Uma paciente do Hospital Federal de Bonsucesso morreu ao ser transferida por causa do incêndio que atingiu o Prédio 1 da unidade nesta terça-feira (27).

Segundo Carlos Cesar Assef, diretor assistencial do hospital, a paciente, uma mulher de 42 anos, tinha Covid-19 e estava em estado gravíssimo.

Ela chegou a ser removida da ala com vida, mas, na remoção, não resistiu.

No início da pandemia, o complexo foi anunciado como futura unidade de referência para a Covid-19. Um dos blocos, com capacidade para até 200 leitos, chegou a ser adaptado, mas o projeto não foi adiante por falta de pessoal.

Um relatório da Defensoria Pública da União (DPU) do ano passado alertava para problemas na estrutura de combate a incêndios na unidade.

Remoção antes de a fumaça chegar

Antes da confirmação da morte da mulher de 42 anos, o porta-voz da corporação, Lauro Botto, tinha afirmado que nenhum paciente se ferira e também tinha descartado intoxicação por fumaça.

“Conseguimos evacuar os pacientes antes que o fogo e a fumaça chegassem à enfermaria”, disse Botto.

O fogo começou no almoxarifado do subsolo do Prédio 1 por volta das 9h40. Segundo o Corpo de Bombeiros, as chamas foram controladas às 11h30, e equipes trabalhavam no rescaldo.

Mas, por volta das 13h20, ainda saía fumaça negra das instalações. Botto ressaltou que “o Prédio 1 estava todo comprometido com chamas e fumaça”.

Não se sabia, até a última atualização desta reportagem, a causa do incêndio.

O Hospital Federal de Bonsucesso, às margens da Avenida Brasil, é a maior unidade de saúde do RJ em volume de atendimentos.

Cerca de duas mil pessoas circulam pelas alas todos os dias, segundo a assessoria de imprensa.

Desde o ano passado, houve ao menos um incêndio de grandes proporções e outros três princípios de incêndio em hospitais do Rio, além do caso desta terça-feira.

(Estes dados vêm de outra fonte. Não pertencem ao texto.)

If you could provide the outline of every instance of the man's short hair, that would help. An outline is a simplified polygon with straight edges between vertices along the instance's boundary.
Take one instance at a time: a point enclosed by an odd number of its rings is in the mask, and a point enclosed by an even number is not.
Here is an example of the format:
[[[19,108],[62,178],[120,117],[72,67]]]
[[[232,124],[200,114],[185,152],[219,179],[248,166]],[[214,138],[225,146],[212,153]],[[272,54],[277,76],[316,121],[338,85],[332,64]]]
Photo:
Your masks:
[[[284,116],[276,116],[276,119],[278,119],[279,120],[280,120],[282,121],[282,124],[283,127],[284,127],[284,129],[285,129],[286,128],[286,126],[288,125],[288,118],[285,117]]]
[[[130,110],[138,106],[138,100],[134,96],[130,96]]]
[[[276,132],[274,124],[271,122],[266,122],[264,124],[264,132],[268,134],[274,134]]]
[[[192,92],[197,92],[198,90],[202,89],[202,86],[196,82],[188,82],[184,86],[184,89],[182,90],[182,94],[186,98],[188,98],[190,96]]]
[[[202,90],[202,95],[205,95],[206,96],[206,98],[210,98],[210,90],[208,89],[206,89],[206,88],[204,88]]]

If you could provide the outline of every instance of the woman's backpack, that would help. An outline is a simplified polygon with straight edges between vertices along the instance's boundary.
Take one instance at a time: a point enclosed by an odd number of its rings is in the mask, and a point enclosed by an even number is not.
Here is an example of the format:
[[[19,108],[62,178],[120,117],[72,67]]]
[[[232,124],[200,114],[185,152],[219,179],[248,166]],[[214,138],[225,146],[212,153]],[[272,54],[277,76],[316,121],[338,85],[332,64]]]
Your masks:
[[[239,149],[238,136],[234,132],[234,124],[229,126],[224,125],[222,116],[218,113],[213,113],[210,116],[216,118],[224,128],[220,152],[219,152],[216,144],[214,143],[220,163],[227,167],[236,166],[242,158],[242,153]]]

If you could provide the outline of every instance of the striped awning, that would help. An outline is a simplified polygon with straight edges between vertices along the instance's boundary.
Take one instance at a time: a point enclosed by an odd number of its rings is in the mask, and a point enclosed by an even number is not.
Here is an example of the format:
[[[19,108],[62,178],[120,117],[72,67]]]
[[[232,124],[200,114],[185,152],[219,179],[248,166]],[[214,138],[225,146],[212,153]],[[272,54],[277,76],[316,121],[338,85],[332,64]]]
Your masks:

Pacientes levados para borracharia

Cerca de 200 pacientes foram transferidos para áreas do próprio complexo — parte aguardava atendimento sob uma árvore do pátio interno.

Alguns internados estavam no meio de tratamento quando tiveram de sair, outros estavam entubados, e havia quem estava com Covid-19, como a mulher que morreu na transferência.

Como a fumaça se alastrou, a direção optou por esvaziar também parte do Prédio 2, onde estavam internos da UTI neonatal e da Maternidade.

Alguns pacientes foram levados de maca ou em colchões para a Rio Paiva Pneus, que fica ao lado do complexo.

Cerca de 30 internados foram transferidos para outras unidades da rede pública do Rio, como o Souza Aguiar, no Centro, o Evandro Freire, na Ilha do Governador.

Transplantados removidos

Uma médica que preferiu não se identificar contou que alguns pacientes que passaram por transplantes na noite de segunda-feira (26) precisaram ser retirados às pressas.

“Foi descendo todo mundo, segurando os pacientes no colo. A fumaça foi começando a ficar muito preta. Eu não consegui mais entrar no prédio. Eu não sei se ficou paciente lá dentro”, disse.

Complexo tem seis alas

O Hospital Federal de Bonsucesso é composto por seis alas.

Prédio 1 (onde começou o fogo): Emergência, internações e exames de imagem.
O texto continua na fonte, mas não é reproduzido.